Lens: Voigtlander color-skopar 35mm f2.5
Camera: NEX-7, ISO100, f5.6, 1/800, raw
Back in the old days, today. We relaxed at home in the morning, than a couple of Italian friends which now lives in Madrid came and visited us. After lunch we all moved to the first of the “10 years of the ACT” events, a barbecue on a lake near Leiden, where all the ex ACT members and their families are invited.
The ACT, which stays for Advanced Concepts Team, has been my most important school in science. I arrived there as a stagier, in 2006, to work on “liquid ventilation and water immersion for human acceleration sustainability”. Space exploration was my dream job when I was a kid in high-school. I actually wanted to study astrophysics, from which I was talked out by a famous physicist, who suggested me to go for aerospace engineering instead. I couldn’t bear all the topics on engines which that course included (I am still almost completely ignorant when it comes to engines), so I ended up signing up for computer engineering, just to change course one year later for biomedical engineering. I was so happy when, at the end of my studies, I could yet find a job in the space sector.

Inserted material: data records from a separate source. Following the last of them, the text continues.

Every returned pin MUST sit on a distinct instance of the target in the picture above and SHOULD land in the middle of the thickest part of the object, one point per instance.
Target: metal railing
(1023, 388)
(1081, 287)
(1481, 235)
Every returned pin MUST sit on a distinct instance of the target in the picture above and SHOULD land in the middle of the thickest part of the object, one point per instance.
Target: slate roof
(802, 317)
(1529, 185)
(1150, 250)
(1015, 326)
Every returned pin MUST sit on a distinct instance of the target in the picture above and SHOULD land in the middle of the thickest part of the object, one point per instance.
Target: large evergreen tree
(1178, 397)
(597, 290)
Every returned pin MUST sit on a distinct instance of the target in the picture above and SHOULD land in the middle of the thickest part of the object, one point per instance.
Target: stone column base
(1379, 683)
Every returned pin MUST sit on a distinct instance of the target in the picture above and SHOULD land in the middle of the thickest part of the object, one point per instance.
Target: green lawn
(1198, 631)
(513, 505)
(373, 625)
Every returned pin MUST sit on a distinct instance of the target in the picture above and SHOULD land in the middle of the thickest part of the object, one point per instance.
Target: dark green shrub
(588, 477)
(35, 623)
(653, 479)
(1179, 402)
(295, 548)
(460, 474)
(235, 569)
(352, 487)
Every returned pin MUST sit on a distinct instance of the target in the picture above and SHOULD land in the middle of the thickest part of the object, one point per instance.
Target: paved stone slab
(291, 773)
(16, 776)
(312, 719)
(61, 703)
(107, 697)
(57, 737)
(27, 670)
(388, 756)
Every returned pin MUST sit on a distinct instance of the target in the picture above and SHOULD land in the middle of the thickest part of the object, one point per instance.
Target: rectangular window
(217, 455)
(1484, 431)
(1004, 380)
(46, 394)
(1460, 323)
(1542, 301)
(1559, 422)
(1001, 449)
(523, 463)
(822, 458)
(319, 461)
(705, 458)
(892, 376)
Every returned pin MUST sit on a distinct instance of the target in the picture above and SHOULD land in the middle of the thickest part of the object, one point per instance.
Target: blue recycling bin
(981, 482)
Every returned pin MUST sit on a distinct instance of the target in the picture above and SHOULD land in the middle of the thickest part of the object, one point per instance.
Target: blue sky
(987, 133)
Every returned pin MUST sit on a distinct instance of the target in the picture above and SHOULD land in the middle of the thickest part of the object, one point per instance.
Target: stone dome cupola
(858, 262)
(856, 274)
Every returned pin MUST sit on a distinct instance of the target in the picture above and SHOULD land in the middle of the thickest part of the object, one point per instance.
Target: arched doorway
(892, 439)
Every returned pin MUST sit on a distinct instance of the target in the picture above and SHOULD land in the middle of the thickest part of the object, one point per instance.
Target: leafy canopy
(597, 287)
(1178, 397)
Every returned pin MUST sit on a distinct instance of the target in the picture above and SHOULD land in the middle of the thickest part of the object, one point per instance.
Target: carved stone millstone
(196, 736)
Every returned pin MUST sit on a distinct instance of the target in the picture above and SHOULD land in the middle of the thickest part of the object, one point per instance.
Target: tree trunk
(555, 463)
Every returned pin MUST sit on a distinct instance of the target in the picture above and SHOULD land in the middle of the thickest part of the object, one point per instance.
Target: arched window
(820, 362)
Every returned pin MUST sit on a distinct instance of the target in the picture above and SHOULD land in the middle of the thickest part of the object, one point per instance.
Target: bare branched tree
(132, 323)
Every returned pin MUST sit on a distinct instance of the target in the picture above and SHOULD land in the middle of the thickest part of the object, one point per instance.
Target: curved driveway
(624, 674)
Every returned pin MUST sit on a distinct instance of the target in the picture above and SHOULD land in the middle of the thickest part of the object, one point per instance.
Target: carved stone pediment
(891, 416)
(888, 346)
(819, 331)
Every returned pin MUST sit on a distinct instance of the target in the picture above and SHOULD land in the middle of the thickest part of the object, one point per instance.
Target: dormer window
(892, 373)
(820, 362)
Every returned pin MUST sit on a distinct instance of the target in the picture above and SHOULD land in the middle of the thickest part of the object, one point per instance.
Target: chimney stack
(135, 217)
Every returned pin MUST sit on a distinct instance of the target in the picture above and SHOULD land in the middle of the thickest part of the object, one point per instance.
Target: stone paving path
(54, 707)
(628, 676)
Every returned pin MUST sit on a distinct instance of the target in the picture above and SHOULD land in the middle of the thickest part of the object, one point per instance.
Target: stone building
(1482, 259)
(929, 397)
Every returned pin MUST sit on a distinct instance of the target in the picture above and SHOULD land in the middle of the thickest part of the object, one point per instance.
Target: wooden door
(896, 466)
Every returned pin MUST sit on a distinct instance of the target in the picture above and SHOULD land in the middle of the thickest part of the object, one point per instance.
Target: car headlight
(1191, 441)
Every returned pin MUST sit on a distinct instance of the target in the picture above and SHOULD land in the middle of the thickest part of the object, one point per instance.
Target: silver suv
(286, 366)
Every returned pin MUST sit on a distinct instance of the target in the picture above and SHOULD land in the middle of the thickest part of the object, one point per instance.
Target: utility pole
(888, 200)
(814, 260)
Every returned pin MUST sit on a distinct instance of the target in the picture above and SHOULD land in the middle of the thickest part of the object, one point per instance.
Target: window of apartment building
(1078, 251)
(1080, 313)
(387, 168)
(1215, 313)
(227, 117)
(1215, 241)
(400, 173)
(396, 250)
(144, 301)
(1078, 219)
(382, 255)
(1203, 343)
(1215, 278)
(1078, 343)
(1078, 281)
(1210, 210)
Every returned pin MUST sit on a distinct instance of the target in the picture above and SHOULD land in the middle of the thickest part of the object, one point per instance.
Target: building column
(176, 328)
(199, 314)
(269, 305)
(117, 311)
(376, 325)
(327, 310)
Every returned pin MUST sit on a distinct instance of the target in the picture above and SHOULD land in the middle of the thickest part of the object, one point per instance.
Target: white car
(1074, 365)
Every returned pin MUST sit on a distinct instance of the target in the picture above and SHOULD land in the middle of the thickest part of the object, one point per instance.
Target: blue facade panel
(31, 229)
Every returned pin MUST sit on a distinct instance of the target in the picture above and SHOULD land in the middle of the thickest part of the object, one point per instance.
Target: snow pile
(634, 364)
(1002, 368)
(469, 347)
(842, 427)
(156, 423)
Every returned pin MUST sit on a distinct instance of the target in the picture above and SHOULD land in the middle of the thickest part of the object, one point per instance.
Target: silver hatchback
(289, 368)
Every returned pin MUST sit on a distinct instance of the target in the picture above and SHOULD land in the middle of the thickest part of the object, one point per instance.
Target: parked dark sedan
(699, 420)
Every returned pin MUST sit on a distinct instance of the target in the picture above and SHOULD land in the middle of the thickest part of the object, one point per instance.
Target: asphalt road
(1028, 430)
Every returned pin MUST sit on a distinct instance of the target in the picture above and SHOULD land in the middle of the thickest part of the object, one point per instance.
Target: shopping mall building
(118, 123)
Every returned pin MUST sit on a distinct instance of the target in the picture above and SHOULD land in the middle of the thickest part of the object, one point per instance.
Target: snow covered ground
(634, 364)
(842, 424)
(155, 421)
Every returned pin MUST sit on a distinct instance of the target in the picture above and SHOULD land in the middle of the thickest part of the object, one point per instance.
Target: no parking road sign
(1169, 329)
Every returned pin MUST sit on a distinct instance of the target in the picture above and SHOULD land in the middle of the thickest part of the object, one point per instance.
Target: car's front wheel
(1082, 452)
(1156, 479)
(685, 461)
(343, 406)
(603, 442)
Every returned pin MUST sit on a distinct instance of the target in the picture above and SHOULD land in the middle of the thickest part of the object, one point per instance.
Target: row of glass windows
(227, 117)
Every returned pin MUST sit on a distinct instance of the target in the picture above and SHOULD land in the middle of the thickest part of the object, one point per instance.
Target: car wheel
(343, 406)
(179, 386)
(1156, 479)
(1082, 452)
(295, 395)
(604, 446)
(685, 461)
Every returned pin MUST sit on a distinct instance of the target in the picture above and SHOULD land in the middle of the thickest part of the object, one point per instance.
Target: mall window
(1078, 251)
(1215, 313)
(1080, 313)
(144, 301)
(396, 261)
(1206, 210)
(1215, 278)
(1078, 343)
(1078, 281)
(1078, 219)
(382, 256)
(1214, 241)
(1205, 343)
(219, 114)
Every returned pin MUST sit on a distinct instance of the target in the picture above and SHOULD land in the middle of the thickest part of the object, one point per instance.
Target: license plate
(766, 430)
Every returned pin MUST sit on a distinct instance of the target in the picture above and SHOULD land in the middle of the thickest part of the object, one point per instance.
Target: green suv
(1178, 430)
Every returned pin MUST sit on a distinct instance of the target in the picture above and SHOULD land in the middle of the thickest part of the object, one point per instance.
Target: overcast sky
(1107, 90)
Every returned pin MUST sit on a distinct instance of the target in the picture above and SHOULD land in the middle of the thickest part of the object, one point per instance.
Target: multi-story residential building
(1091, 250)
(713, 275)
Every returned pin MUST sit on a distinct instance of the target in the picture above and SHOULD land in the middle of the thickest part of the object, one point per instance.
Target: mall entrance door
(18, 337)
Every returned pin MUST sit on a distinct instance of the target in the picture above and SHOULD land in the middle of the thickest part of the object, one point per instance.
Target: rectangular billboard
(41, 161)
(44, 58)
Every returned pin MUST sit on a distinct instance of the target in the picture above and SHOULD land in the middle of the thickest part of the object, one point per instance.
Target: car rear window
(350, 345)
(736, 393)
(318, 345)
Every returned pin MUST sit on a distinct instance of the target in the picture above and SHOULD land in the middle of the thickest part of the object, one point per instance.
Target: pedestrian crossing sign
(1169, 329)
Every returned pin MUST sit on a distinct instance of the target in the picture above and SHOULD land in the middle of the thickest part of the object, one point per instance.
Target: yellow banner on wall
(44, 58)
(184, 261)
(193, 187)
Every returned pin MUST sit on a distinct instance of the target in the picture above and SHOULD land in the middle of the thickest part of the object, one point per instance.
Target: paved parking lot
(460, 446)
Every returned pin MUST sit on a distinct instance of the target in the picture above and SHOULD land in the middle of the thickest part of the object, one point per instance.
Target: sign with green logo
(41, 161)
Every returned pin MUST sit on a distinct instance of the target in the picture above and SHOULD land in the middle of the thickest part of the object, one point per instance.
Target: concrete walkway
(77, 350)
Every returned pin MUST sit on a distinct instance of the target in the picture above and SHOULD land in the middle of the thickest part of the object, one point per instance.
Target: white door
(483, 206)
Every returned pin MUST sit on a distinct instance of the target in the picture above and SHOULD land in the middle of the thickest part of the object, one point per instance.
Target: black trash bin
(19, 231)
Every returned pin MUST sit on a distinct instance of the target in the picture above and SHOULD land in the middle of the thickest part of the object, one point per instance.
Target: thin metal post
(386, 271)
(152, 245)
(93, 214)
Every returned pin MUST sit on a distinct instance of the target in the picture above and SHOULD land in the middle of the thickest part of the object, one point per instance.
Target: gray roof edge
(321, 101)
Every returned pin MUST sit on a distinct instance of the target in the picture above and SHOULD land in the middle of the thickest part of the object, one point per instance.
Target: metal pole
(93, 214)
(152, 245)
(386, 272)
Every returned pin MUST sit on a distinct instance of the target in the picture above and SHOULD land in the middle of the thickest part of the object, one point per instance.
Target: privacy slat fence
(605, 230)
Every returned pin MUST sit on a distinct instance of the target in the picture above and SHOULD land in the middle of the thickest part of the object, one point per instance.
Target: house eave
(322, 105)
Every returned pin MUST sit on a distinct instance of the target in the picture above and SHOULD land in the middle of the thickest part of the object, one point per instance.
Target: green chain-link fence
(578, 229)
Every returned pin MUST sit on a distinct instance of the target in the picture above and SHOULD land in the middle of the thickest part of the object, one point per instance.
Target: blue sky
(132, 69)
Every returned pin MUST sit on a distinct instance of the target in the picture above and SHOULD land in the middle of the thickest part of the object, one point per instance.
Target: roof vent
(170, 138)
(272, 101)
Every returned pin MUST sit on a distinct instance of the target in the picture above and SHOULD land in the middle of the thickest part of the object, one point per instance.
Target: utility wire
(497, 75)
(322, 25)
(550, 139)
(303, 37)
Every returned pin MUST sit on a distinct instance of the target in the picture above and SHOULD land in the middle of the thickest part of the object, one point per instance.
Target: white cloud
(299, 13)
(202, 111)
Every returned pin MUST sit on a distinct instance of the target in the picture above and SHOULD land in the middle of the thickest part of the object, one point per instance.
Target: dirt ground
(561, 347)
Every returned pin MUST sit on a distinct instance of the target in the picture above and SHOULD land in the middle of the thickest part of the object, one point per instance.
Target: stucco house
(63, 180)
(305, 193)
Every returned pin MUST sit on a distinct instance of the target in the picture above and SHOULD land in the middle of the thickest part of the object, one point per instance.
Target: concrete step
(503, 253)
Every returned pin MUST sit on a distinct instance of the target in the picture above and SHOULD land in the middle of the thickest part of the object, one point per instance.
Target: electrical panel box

After the internship I won a position as young graduate trainee on bioengineering, during which I studied how to apply brain-machine interfaces to space applications. It payed me off with a book published with Elsevier on my topic of study and the incredible experience of microgravity on a three days parabolic flight.
But more than anything else, those two years introduced me to the most amazing people I ever met. And every time I have the luck to be back and I happen to meet the new ACT members, they’re always incredible people. More than anything else in the world I would like to come back here and work, forever, in the group. Unfortunately, it is almost impossible. Only two staff members have the honor to coordinate the bunch of crazy research fellows, YGTs and stagers that compose the ACT, and becoming one of them is more difficult than winning 50M€ with the lottery.
So, the daily pic is about the current ACT crew, all packed in an almost-sinking rusty boat, an incredible group of weird brainiacs, sailing from the barbecue back to Leiden through the Dutch canals…leaving us behind, again.